Among the artists he has represented are the Fron Male Voice Choir, signed in 2006 after Glatman heard them perform at a wedding. Glatman persuaded Decca Records to sign them before Masterminding the fastest selling Classical record of all time.

He also signed the Regimental Band of the Coldstream Guards (after happening upon them whilst rehearsing for Trooping of the colour at Horseguards on his way to a meeting)which released their first album, Heroes with Universal's Decca Label. The album went on to achieve Platinum status.

In 2009, Glatman noticed (by accident) that it was coming up to the 70 Years anniversary of Vera Lynn's "We'll Meet Again". He persuaded Vera to come out of retirement to promote a re-package of her greatest hits back catalogue. Vera went on to become the oldest person to chart an album at Number 1.

In January 2010, he launched the highly publicised Punchbowl Recordings label with Guy Ritchie. The label is a subsidiary of Universal Music and will house the Punchbowl Band, a traditional Irish quartet which play frequently at Ritchie’s West End pub.
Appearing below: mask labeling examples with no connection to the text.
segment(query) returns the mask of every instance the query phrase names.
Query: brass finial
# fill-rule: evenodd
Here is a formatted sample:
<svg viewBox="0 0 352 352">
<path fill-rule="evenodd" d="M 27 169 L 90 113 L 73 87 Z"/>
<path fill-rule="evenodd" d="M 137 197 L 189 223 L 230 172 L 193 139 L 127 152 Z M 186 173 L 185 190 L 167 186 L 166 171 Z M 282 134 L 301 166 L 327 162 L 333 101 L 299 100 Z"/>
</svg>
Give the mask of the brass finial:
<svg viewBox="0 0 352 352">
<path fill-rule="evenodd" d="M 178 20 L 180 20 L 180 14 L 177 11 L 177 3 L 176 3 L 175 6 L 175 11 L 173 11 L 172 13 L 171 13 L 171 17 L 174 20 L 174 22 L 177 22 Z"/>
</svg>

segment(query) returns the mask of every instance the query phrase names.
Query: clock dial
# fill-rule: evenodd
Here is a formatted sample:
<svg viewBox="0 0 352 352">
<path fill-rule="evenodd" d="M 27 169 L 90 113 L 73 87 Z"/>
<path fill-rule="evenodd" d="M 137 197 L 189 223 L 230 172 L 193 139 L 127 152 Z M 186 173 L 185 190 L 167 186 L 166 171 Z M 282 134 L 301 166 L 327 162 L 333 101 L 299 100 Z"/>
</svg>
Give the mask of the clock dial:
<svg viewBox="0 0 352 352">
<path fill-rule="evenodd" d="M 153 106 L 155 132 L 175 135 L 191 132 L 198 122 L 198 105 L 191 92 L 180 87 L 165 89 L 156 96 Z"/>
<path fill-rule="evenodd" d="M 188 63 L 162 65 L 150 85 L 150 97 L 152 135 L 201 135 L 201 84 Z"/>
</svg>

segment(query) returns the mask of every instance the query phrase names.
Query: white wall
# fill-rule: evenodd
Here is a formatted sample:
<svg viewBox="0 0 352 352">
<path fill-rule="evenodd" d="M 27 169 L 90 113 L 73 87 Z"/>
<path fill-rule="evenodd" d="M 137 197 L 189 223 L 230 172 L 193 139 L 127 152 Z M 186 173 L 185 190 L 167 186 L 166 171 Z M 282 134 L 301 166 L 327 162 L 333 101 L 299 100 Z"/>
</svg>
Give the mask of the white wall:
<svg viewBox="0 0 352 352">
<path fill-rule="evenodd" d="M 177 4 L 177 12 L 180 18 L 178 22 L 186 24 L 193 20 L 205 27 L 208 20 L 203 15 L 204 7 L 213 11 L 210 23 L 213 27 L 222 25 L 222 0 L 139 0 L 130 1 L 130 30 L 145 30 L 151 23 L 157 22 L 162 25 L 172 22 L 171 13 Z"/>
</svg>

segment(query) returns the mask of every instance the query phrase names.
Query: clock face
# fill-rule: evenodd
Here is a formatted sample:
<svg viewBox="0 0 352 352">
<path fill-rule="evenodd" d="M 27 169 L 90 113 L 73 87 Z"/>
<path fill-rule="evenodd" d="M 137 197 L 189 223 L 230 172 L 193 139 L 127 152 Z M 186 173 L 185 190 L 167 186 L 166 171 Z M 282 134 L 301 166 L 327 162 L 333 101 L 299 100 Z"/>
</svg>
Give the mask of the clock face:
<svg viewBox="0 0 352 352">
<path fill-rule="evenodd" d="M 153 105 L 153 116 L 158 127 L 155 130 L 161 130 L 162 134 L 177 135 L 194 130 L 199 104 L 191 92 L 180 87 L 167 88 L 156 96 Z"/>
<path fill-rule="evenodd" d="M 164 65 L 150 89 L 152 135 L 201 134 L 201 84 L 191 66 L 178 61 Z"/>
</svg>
In February 2011, Glatman described Blue's decision to represent the UK at the 2011 Eurovision Song Contest as "reckless insanity". He said: "They will have to win. Anything less and their reputation would be in tatters. It is the equivalent of Lewis Hamilton entering a go-kart race - he will be the strong favourite but there is also the possibility he could lose. So why risk it?" Blue finished in 11th position.